Typhoon is one of the major natural hazards on the earth. Current research on typhoon is mainly focused on its intensity, i.e., its maximum wind speed. However, the devastating power of typhoon is not only related to its maximum wind, but also related to its coverage or radius of gale force wind. For example, hurricane Sandy is only a category one hurricane (maximum wind of 35 m/s) when it landfalled on the eastern coast of the US. However, it brought a damage equivalent to ~ 50 billion US dollars and became the sixth in terms of the total loss caused by hurricane in the US history. One main reason is the amazing size of Sandy, whose radius of gale force wind (> 17 m/s) reaches 1610 km. this induced wide spread of storm surges up to 3 meters high along the vulnerable east coast of the US. Although we have a good understanding of the genesis and maintenance of typhoon now, what influence the size of typhoon remains largely unknown. The intensity and track forecast of typhoon has progressed gradually, but the size remains unpredictable most of the times.

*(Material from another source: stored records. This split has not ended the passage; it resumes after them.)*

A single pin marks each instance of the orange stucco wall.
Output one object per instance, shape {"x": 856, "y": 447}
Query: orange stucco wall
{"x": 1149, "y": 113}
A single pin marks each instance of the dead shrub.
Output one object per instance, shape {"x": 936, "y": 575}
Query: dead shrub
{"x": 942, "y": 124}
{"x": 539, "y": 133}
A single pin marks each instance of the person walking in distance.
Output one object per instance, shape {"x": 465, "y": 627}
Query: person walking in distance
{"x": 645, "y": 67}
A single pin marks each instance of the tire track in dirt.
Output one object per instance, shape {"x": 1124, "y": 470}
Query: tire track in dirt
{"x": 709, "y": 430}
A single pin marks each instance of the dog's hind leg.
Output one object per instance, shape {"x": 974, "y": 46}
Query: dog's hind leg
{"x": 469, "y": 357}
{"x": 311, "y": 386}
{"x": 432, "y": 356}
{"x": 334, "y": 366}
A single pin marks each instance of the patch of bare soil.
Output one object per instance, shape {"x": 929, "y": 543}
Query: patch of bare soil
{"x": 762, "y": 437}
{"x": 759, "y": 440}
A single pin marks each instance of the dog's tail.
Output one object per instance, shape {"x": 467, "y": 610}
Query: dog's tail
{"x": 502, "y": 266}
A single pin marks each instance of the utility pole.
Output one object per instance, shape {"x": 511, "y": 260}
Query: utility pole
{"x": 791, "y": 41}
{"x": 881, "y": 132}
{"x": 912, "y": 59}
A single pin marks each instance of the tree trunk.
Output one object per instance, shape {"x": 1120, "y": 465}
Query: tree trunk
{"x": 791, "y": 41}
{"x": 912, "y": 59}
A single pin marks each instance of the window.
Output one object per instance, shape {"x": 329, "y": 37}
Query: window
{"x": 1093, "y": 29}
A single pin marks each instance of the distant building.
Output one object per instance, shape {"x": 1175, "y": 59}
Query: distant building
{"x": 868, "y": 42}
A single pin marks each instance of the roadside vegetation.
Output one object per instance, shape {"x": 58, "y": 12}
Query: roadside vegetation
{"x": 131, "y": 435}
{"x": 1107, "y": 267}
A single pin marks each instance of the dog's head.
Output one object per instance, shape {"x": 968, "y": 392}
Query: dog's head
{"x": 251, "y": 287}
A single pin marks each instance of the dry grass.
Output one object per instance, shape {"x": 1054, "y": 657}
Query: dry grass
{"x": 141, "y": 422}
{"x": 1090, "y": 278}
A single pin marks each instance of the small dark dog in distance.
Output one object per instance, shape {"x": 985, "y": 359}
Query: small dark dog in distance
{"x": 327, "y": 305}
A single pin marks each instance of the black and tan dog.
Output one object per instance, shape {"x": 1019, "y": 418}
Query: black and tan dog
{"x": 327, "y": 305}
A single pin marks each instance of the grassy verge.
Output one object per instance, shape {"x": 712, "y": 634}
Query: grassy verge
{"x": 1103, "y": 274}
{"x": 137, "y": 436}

For the first time, by using large amount of satellite data and global atmospheric model simulations, we found that rainfall area of tropical cyclones (another indicator of tropical cyclone size) is primarily controlled by sea surface temperature in the local tropical cyclone environment relative to the tropical mean sea surface temperature, or the relative sea surface temperature, instead of the conventionally thought absolute SST. the main reason is that the mid-troposphere is more humid over area with higher relative SST over the tropics due to prevalent convective heating. As a tropical cyclone moving into an area with high relative SST, its rainfall area will expand and so does the wind field. Vice versa, a tropical cyclone entering a low relative SST area will tend to contract. This partly explains why tropical cyclones in the western north Pacific is generally larger than those in the eastern Pacific ocean.

The work implies that tropical cyclone rainfall area in a warmer climate is expected to change little since relative SST will remains largely unchanged in a uniform warming climate. As a result, the increased amount of tropical cyclone rainfall will be mainly contributed by the increased intensity and rainfall rate instead of the increased rainfall area.